As I made my way around to several leaders, I heard of individual students who had special need for a message of assurance to be rooted in their spirit. One had recently experienced the death of a close friend, one had gone through the challenge of parents ending their marriage, and another who had been deeply disappointed by discovering a family member with substance abuse issues. On the one hand, these situations break my heart. As a dad and granddad it disturbs me when adults’ problems effect youth and children. Then again, thanks be to God for adult leaders who offer their time and energy to provide for students to be involved in things like Youth Choir and Youth Project, where strains of phrases like “He cannot be shaken,” and psalms like “I will say of the Lord, ‘He is my strength, my refuge, my fortress.” Thank the Lord for hearing Dennis Allen try to describe being sheltered under the wing of the Most High God.
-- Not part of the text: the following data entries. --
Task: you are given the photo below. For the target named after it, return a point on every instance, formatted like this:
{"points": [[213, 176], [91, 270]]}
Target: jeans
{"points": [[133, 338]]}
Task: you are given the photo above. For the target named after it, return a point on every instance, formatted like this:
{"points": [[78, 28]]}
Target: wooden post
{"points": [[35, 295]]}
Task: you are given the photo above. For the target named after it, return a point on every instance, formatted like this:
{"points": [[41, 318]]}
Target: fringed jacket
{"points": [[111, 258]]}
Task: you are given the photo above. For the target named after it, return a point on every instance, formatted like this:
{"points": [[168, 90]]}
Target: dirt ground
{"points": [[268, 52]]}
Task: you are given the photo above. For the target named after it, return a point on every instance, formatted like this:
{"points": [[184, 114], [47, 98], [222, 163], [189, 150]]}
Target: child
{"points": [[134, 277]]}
What a sound of the formed community of worshiping students singing in biblical order the revelation of creation, prophets, the Messiah, and the church and to respond resolutely with the refrain, “We will stand as children of the promise; we will fix our eyes on Him, our soul’s reward, ‘til the race is finished and the work is done. We’ll walk by faith and not by sight!”
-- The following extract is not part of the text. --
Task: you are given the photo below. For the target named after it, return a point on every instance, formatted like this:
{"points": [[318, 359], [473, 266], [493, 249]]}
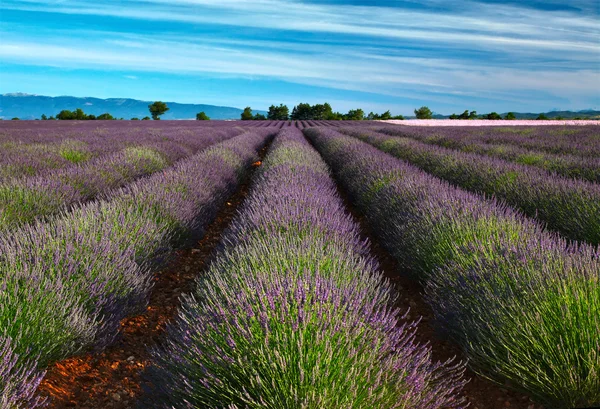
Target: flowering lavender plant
{"points": [[523, 304], [293, 313]]}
It takes concentrated time and effort to develop and maintain a ministry through music with youth, but I am deeply convinced it is part and parcel of what it means to make disciples, and especially to “raise up a generation of praise.” (Youth Project’s permanent theme and intention) Far too often worship music ministry leaders get caught up striving to have “a great Sunday” to the exclusion of ongoing ministry through music with children and youth. Stringing together a bunch of “great Sundays” may seem like an appropriate strategy for positive ministry, but I believe it can, in fact, be very misleading and certainly shortsighted. I say misleading in that we could easily receive thunderous applause and enthusiastic kudos for cliché songs wrought with weak theology and pseudo spirituality, and still feel that we have had “a great Sunday.” Of course, I am not saying such would be the intention of anyone, but fixing our gaze on weekly experiences for attraction, is likely to lead us toward those things. I say shortsighted because when the applause dies down, the need goes on. It takes a broader view and a longer vision to build music and music-making into the lives of children and teens. Some years the youth choir looks more like an ensemble. Sometimes the only ones who can work it out to go to outside music events like Youth Project are a handful of teens.
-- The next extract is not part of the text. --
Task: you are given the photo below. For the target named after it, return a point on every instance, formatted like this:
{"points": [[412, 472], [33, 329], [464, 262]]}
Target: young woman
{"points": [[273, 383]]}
I believe it is worth it, music minister! How I appreciate and affirm the efforts of those who help children and students make music, even at the most elementary level, so that they continue to grow toward ministry and mission using their gifts and talents. What a powerful community is being raised up, guided by loving hands of leaders who see past the big anthem or song of Sunday to weeks and years to come when children and youth become adults and leaders. Let us all sing along with these students with great enthusiasm and full meaning and intention, “We’ll walk by faith and not by sight!”